Extraordinary Canadians  (scroll down for details)

Mr. Norman Jewison, C.C.

In 1952, Norman Jewison joined the brand new CBC Television, created the same year. The early days of television put Mr. Jewison on a creative path to international stardom as a film producer, director and television innovator. After eight years at the CBC, he went to the big screen, gaining critical acclaim for movies like Fiddler on the Roof, the Academy Award-winning In the Heat of the Night, Moonstruck, and The Russians are Coming! The Russians are Coming! Winner of three Emmy Awards, the TV Directors Award and the Golden Globe Award, he has produced and directed over 70 films and TV programs. In 1986, he established the Canadian Film Centre to help aspiring film-makers reach the highest levels of their art.

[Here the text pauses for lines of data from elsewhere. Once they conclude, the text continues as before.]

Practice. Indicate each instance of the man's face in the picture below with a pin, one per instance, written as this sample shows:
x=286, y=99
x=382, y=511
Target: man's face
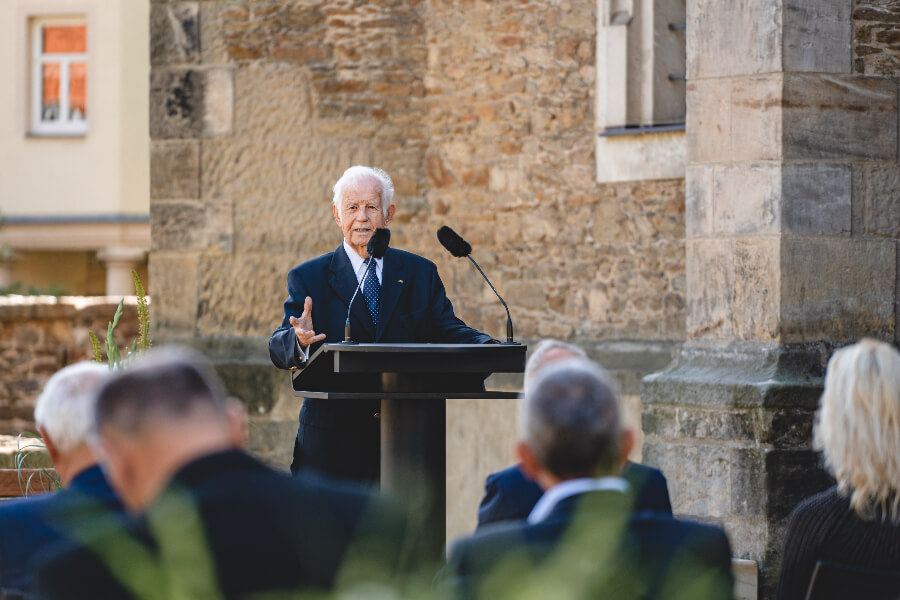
x=361, y=213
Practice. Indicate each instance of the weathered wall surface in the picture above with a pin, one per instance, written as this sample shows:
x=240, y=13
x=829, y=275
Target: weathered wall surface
x=38, y=336
x=483, y=115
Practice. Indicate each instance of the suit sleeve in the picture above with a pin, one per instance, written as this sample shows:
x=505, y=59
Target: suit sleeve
x=448, y=328
x=283, y=347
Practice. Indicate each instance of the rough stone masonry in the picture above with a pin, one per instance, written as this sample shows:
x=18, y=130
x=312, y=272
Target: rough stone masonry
x=482, y=112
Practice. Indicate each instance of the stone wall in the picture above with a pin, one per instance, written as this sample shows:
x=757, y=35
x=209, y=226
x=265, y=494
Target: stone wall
x=41, y=334
x=482, y=112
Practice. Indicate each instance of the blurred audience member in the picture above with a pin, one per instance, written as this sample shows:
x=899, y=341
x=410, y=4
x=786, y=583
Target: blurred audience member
x=510, y=495
x=215, y=523
x=582, y=539
x=64, y=414
x=856, y=522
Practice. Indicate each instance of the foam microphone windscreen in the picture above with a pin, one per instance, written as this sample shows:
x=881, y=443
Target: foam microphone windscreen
x=453, y=242
x=379, y=242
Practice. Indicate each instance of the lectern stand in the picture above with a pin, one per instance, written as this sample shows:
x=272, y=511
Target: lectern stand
x=413, y=382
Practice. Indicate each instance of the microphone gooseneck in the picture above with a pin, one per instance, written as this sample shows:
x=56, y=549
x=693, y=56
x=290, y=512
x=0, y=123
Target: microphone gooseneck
x=458, y=247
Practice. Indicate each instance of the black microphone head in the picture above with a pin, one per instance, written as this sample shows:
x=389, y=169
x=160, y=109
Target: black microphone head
x=453, y=242
x=379, y=242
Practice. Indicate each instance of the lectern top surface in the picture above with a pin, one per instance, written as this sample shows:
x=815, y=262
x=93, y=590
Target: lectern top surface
x=443, y=348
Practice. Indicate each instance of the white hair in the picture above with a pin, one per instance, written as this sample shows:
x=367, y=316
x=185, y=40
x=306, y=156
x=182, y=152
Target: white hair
x=858, y=427
x=570, y=419
x=354, y=175
x=65, y=409
x=541, y=357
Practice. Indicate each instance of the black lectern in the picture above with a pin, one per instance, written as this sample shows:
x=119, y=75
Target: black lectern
x=413, y=382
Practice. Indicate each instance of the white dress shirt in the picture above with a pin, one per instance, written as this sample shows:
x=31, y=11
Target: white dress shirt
x=359, y=265
x=573, y=487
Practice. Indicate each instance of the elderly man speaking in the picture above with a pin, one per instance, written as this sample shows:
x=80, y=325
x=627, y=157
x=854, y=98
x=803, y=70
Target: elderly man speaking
x=402, y=299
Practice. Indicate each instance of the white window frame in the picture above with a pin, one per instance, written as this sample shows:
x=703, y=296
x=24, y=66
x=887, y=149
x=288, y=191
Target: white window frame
x=63, y=126
x=641, y=151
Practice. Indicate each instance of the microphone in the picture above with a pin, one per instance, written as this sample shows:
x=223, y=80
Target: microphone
x=376, y=248
x=460, y=248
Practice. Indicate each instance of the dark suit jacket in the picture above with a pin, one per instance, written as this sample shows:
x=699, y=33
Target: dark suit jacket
x=594, y=545
x=509, y=495
x=414, y=305
x=249, y=528
x=343, y=439
x=29, y=525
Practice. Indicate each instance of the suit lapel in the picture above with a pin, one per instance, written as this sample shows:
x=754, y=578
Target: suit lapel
x=394, y=278
x=343, y=281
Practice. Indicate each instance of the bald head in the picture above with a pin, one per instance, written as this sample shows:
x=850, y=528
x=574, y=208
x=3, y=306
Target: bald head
x=164, y=411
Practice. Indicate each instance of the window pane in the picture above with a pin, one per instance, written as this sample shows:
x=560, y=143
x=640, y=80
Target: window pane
x=65, y=38
x=77, y=91
x=50, y=92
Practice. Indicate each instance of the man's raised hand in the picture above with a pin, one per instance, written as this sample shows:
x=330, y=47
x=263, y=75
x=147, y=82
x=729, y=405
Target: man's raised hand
x=303, y=326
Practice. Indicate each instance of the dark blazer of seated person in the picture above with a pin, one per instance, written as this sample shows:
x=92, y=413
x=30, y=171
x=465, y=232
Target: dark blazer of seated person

The Honourable Gordon Robertson, P.C., C.C.

Gordon Robertson began his remarkable public service career in 1953 as Commissioner of the Northwest Territories and as the first Deputy Minister of the Department of Northern Affairs. During his tenure, Gordon Robertson brought forward a new vision of Canada's North – a plan that eventually led to the creation of Nunavut in 1999. Mr. Robertson went on to become the highest public servant in the land, the Clerk of the Privy Council, and advisor to four of Canada's great political leaders – Prime Ministers King, St-Laurent, Pearson and Trudeau.

Lieutenant-Colonel (Ret’d) Edgar Herbert Hollyer, M.C., C.D.

By 1954, the Korean War was over and a new phase -- monitoring the armistice -- had begun. Many Canadian troops of the Commonwealth Division in Korea stayed on, exchanging their combat role for a very different one, peacekeeping, which was just in its infancy. Among those soldiers who served in both roles in Korea was Colonel Edgar Hollyer, commanding 7 Platoon of the 3rd Battalion, The Royal Canadian Regiment. Having earned the Military Cross for his courageous acts under enemy fire during the conflict, Colonel Hollyer became one of Canada's first peacekeepers, helping to ensure that the integrity of the truce was kept. Now retired, Mr. Hollyer is a second violinist with the Kanata Symphony Orchestra, Ottawa.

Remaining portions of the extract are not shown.